Я попытался представить панику и отчаяние последних дней перед финалом. Миллионы беженцев, целые соединения, солдаты которых, вместо того чтобы сражаться, разбегались по своим углам, паралич власти в Сайгоне и Вашингтоне и отвратительные картины разложения армии и правительства на экранах телевизоров по всему миру. Полное унижение для нас и необратимая катастрофа для вьетнамцев.
Оказалось, что плохие не настолько плохи, а хорошие – не так уж хороши. Все зависит от восприятия, пиара и пропаганды. Обе стороны так долго представляли друг друга нелюдями, что совершенно забыли, что все они люди и все вьетнамцы.
– Никогда ничего подобного не слышала, – проговорила Сьюзан. – Никто мне об этом не рассказывал.
– Может, и к лучшему.
Впереди показался Т-образный перекресток. Я посмотрел на карту и кивнул налево. Кам повернул, и мы поехали дальше. Шоссе вокруг Дананга было забито грузовиками, легковушками и автобусами, и нашему водителю приходилось постоянно уворачиваться при обгонах от встречного транспорта.
Сьюзан посоветовала не спешить, и он пристроился за тяжелым грузовиком и заскучал. Наступил канун Тета, и ему хотелось поскорее вернуться к семье. А получалось так, что придется праздновать с родными только душой.
Дорога пошла на подъем. Впереди замаячила высокая гора, склон которой убегал направо и вдавался в море. Карта показывала, что шоссе шло через гору, но я не мог понять, каким образом. А подъем все продолжался.
– Ты когда-нибудь здесь ездила? – спросил я Сьюзан.
– Да. Я тебе рассказывала. На пыточном автобусе из Сайгона в Хюэ. Это был кошмар. Почти как наше путешествие.
– Угу. Перевал опасный?
– Захватывает дух. Этот перевал здесь единственный. Называется Хайван. По-французски – Col des Nuages.
– Облачный перевал.
– Oui Да (фр.).

. Эти горы некогда отделяли то, что впоследствии тоже стало частью Вьетнама и простиралось к северу от империи Чампа, через которую мы недавно проезжали. Погода очень отличается по разные стороны перевала.
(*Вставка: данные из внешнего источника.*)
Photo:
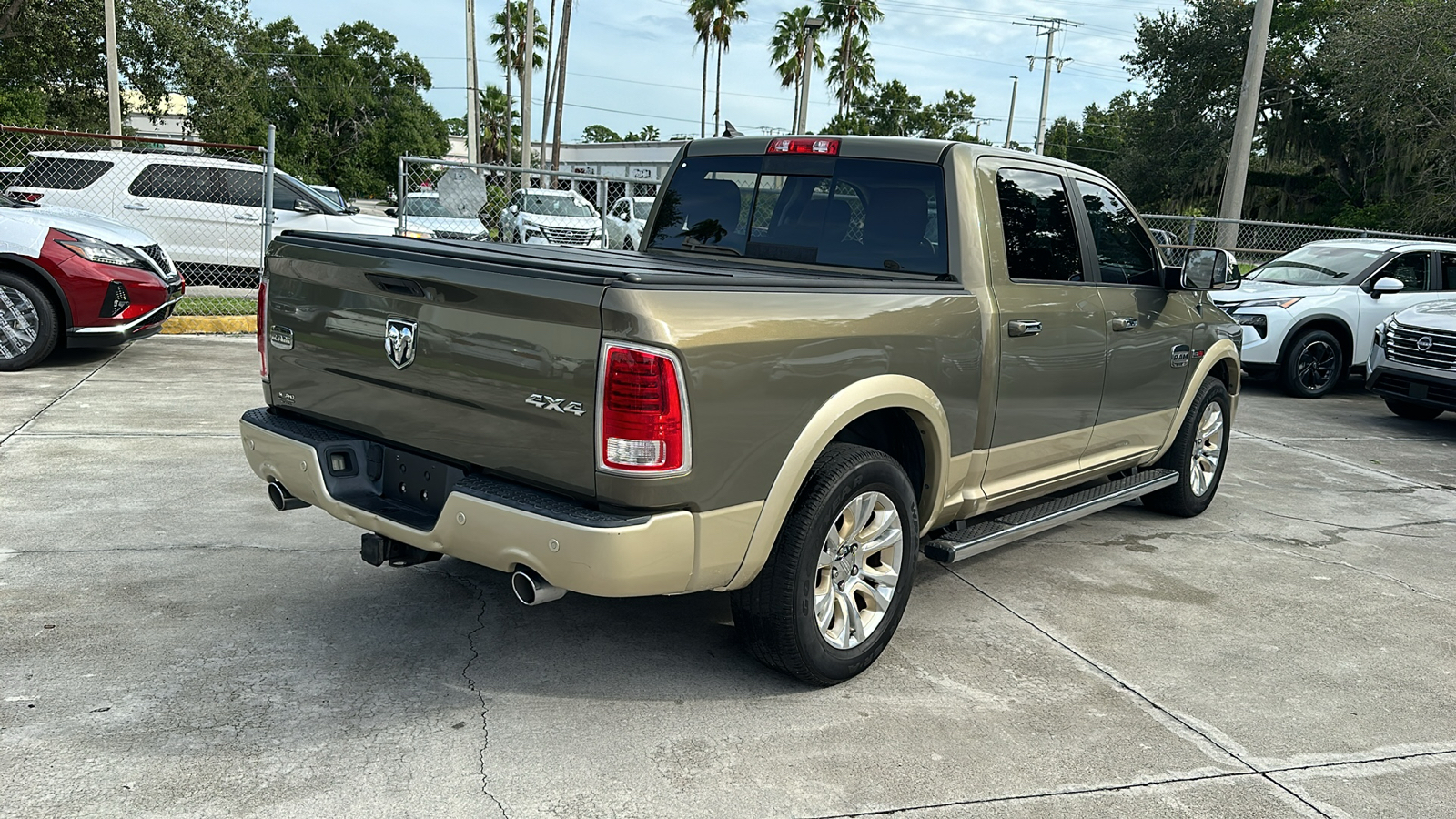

Особенно теперь, зимой.
– В Хюэ идет снег?
– Нет, Пол. Но по ту сторону Облачного перевала будет намного холоднее и, возможно, дождливо. Это северная граница тропиков. Надеюсь, у тебя есть что-нибудь теплое?
Теплого у меня ничего не было. Но винить Карла или кого-нибудь другого не приходилось – я бывал по другую сторону перевала в январе и в феврале 68-го и помню дождливые дни и холодные ночи.
– А в твоем бездонном рюкзаке что-нибудь найдется? – повернулся я к Сьюзан.
– Нет. Придется покупать.
– Ну конечно.
Мы продолжали подъем. Слева вверх уходила отвесная каменная стена, а справа, недалеко от колес машины, начинался обрыв прямо в Южно-Китайское море.
– Красиво, – заметила Сьюзан.
А мистер Кам красотами, слава Богу, не любовался. Я видел, как побелели костяшки его пальцев, и предложил:
– Скажи ему, пусть остановится, я сяду за руль.
– Нельзя, – отозвалась Сьюзан. – На перевале есть полицейский пост.
Судя по видневшейся справа воде, мы забрались метров на пятьсот над уровнем моря. А гора возвышалась еще на тысячу. Если бы я вел машину ночью, в темноте, мне было бы не до шуток.
Прошло довольно много времени, пока мы не оказались на вершине Облачного перевала. Дорога выровнялась, и по обеим ее сторонам я заметил старые бетонные бункеры и укрепления.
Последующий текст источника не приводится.